Avós em tempos de crise

por Pilar Amaku, autora do blogue El Amaku

Hoje em dia, dado o momento crítico que a nossa economia atravessa com taxas de desemprego elevadas, são cada vez mais as famílias que sobrevivem graças à ajuda económica oferecida pelos avós. Idosos que não hesitam em colocar à disposição dos filhos e netos as suas pensões escassas e as poupanças conseguidas depois de muitos anos de privações e de uma “economia doméstica de guerra” em que muitas das nossas avós eram especialistas. Com poucos euros, muita imaginação e garra, conseguem levar o ditado “onde comem dois comem três” até ao verdadeiro limite, fazendo com que nunca falte um prato de guisado à mesa ou dois ou três... os que fizerem falta.

Há cada vez mais famílias a sobreviverem graças à ajuda económica oferecida pelos avós.

Muitos avós fazem malabarismos para que não falte o básico em casa.  São o conglomerado que permite a muitas famílias continuarem a ser isso mesmo: uma família, uma união de pessoas, um clã inquebrável.

Com a sua ajuda e um pouco de organização conseguem, como por exemplo Elpidia, a minha vizinha do terceiro andar, que sete pessoas vivam dignamente no seu apartamento de três quartos. Primeiro chegaram o seu filho e a sua nora, com dois filhos e um gato devido a um processo de despejo, mais um entre as centenas deles que acontecem todos os dias. E, há pouco tempo, juntaram-se a sua filha mais nova e o seu parceiro. Apesar de já serem independentes há alguns anos, os cortes no salário dela e o despedimento imediato dele há alguns meses fizeram com regressassem à casa da família “com mais de 30 anos, para dormirem num quarto cor-de-rosa, cheio de Nancys e com uma cama dos anos 90”. “Não há mal que não venha por bem” é algo que costuma repetir-se e até nisso os nossos avós são especialistas – em procurar ver o lado positivo das coisas, mesmo quando parece que ele já não existe. Elpidia está contente porque já não está tão sozinha, agora há sempre alguém em casa. O silêncio das tardes, que antes só era quebrado pelo som da telenovela, agora é preenchido com o riso das crianças. E até mesmo nas manhãs em que todos saem para procurar uma oportunidade, e ela fica sozinha com o fogão e o miar do gatos, sente-se útil como matriarca da família.

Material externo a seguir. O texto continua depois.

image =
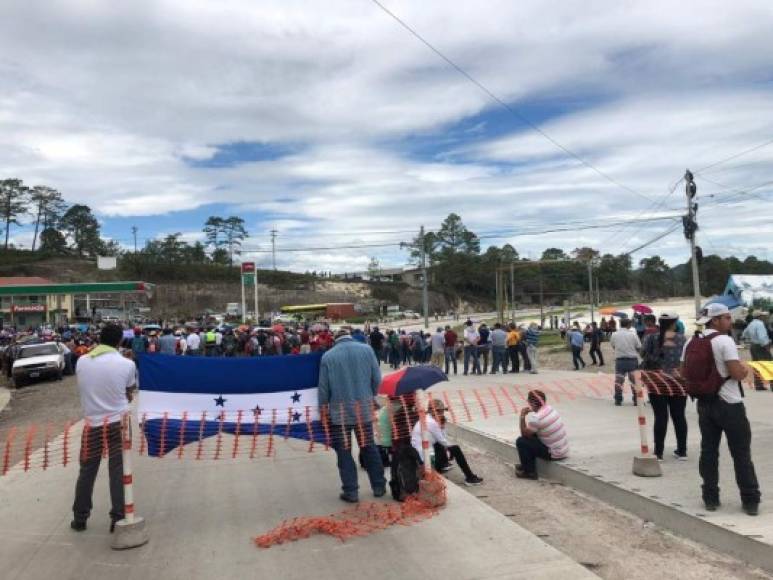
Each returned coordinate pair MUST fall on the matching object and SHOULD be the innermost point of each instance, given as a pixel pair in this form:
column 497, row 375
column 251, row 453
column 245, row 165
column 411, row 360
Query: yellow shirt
column 513, row 338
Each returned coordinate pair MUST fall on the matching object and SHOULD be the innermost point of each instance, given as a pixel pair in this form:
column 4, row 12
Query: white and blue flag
column 215, row 394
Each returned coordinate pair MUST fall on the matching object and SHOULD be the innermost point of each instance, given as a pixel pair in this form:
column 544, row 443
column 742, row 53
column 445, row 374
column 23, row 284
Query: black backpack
column 406, row 473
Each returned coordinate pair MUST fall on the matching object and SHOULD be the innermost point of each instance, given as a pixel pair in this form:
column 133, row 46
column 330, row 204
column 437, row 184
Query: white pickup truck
column 35, row 361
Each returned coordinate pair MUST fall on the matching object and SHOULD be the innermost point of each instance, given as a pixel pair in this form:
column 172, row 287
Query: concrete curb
column 681, row 523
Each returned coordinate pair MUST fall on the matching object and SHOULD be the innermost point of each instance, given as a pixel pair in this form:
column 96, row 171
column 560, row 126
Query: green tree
column 234, row 233
column 374, row 268
column 453, row 237
column 13, row 203
column 213, row 228
column 655, row 276
column 52, row 241
column 554, row 254
column 48, row 205
column 82, row 228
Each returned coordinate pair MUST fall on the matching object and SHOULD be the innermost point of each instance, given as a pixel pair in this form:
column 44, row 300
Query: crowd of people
column 482, row 350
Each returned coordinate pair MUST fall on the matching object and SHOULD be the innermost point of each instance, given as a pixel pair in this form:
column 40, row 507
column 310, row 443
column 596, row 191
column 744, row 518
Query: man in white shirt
column 471, row 339
column 439, row 443
column 194, row 343
column 725, row 413
column 105, row 383
column 438, row 348
column 542, row 435
column 626, row 344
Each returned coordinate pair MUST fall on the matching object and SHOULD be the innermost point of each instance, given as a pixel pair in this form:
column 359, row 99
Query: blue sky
column 335, row 126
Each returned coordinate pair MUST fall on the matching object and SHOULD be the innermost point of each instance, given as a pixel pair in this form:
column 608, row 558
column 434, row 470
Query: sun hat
column 712, row 311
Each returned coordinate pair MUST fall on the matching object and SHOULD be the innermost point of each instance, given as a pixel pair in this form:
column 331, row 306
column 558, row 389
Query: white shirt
column 438, row 342
column 102, row 383
column 436, row 435
column 724, row 349
column 549, row 427
column 194, row 341
column 626, row 343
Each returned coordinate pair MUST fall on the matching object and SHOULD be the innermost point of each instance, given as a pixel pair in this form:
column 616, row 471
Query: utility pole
column 690, row 227
column 590, row 288
column 273, row 247
column 541, row 300
column 512, row 292
column 424, row 294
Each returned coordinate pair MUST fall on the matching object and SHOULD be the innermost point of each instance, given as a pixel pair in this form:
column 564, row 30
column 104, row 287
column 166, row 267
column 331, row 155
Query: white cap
column 712, row 311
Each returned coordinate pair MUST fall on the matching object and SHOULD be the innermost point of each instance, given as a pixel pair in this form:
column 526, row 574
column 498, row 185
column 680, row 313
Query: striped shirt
column 549, row 427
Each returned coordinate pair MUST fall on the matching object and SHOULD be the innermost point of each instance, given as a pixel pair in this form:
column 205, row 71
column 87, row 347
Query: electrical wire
column 506, row 106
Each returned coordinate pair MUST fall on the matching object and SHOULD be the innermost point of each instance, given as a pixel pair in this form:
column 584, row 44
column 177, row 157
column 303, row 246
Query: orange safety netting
column 363, row 519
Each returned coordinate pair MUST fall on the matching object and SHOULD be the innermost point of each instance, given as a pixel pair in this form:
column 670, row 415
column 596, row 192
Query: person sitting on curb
column 440, row 444
column 542, row 435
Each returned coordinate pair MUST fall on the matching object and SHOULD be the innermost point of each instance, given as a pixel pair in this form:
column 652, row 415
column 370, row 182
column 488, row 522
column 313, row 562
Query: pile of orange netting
column 366, row 518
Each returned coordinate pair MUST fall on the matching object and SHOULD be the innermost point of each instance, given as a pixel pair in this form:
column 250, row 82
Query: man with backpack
column 713, row 373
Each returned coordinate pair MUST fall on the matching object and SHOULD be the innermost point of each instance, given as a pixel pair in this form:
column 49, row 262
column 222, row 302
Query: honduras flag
column 184, row 398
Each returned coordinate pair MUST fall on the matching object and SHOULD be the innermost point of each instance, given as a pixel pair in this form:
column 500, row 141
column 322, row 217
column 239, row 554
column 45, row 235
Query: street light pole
column 424, row 293
column 690, row 227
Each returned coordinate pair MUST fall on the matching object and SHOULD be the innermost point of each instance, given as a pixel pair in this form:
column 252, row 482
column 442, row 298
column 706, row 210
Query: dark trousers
column 515, row 361
column 441, row 458
column 759, row 353
column 483, row 352
column 577, row 357
column 595, row 349
column 662, row 406
column 623, row 367
column 341, row 436
column 92, row 441
column 523, row 348
column 529, row 449
column 715, row 417
column 499, row 359
column 450, row 358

Com a sua ajuda e um pouco de organização, conseguem viver dignamente sete pessoas na sua casa... Elpidia está contente porque já não está tão sozinha...

Com a ajuda de alguns avós e muita determinação, consegue-se que muitas hipotecas sejam pagas de forma pontual, como é o caso de Arsenio, um homem que se senta a dar de comer aos pombos no parque onde costumo passear com o meu filho. Graças a ele e muitos como ele, o seu filho está a evitar uma ação de despejo... Não se envergonha de dizer alto e a bom som, que paga religiosamente sem ninguém lhe pedir. Sabe que não é fácil ter de pedir dinheiro a um pai a quem custa viver dignamente com a sua reforma e que mantém as poupanças conseguidas após muitos anos sem caprichos, guardadas para desfrutar da velhice com a sua esposa. Mas essas viagens com que sonhava podem esperar, prefere que os netos continuem a ter um teto e que o seu filho possa gastar as energias a começar o seu negócio, sem sofrer um esgotamento psicológico e sem conseguir dormir pela certeza de não conseguir fazer frente às despesas bancárias.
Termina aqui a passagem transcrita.